LA GUERRE EST DECLAREE est un film magistral qui nous convie à rencontrer un couple, Roméo et Juliette, dont le tout jeune enfant, Adam, a une tumeur maligne au cerveau. Sans prétention aucune, Valérie Donzelli et Jérémie Elkaïm nous font les témoins de leur histoire: une guerre du quotidien.

Un jeune garçon et sa mère sont dans un hôpital afin que l’enfant passe une IRM. Les gestes qui priment sont mécaniques.

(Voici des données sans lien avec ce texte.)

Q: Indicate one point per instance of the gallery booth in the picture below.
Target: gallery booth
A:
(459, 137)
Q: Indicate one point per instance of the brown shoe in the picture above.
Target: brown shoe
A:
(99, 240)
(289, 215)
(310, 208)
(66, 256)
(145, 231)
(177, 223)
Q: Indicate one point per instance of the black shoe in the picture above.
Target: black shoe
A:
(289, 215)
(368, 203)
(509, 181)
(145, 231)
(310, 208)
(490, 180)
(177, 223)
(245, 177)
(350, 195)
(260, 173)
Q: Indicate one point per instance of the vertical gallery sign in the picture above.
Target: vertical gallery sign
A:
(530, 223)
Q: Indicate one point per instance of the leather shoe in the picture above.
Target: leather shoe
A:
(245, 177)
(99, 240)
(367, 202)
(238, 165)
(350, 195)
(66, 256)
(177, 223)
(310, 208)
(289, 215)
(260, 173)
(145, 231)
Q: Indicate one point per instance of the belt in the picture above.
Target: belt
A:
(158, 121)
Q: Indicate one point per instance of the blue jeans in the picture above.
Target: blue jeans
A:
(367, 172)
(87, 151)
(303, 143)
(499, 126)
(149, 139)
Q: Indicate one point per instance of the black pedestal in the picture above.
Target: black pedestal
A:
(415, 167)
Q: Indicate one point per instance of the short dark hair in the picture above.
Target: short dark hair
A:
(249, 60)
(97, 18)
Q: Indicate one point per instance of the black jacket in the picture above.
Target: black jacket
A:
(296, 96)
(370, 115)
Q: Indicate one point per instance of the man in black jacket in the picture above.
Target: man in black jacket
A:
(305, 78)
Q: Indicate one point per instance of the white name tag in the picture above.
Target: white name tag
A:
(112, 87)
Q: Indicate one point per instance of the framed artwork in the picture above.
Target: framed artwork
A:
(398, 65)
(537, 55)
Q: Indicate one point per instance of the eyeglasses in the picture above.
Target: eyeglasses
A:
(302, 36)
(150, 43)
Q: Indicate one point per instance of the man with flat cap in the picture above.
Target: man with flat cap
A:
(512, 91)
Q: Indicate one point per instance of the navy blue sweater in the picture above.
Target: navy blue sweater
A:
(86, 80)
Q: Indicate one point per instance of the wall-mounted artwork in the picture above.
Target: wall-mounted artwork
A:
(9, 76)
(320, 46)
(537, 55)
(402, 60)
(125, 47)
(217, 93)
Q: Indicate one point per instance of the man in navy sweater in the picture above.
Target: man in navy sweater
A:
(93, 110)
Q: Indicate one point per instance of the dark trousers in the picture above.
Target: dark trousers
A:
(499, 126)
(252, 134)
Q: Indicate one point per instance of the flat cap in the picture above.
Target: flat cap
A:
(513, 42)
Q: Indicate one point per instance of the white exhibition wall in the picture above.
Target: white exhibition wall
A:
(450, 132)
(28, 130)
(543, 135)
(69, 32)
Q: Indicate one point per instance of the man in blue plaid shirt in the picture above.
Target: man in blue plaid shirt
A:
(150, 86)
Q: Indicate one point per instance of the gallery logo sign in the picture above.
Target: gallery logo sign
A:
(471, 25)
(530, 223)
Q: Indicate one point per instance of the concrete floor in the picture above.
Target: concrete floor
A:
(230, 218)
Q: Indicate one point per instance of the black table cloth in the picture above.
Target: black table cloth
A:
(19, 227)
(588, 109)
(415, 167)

L’habitude – au sens de la ritualité – s’inscrit sans répétition. Le montage dessine une impression de regard, de battements de cils, sur une situation à la fois troublante et banale. L’enfant disparaît comme avalé par la machine. La mère elle regarde sur le côté. La dimension sonore prend alors le dessus, le rythme quasi musical des appareils environnants devient une assimilation de l’esprit. Il est alors question d’évocation. La jeune femme revit sa rencontre avec Roméo. Elle s’appelle Juliette. Leur rencontre semble destinée.

De la naissance du couple à celle d’Adam, nous sommes les spectateurs d’un récit singulier. L’habile scénario co-signé par Valérie Donzelli et Jérémie Elkaïm (qui interprètent prodigieusement Juliette et Roméo) voyage parmi les genres et les styles afin de mettre en place une dynamique sensationnelle dépourvue du moindre pathos. Pure gageure alors qu’il s’agit de leur propre histoire.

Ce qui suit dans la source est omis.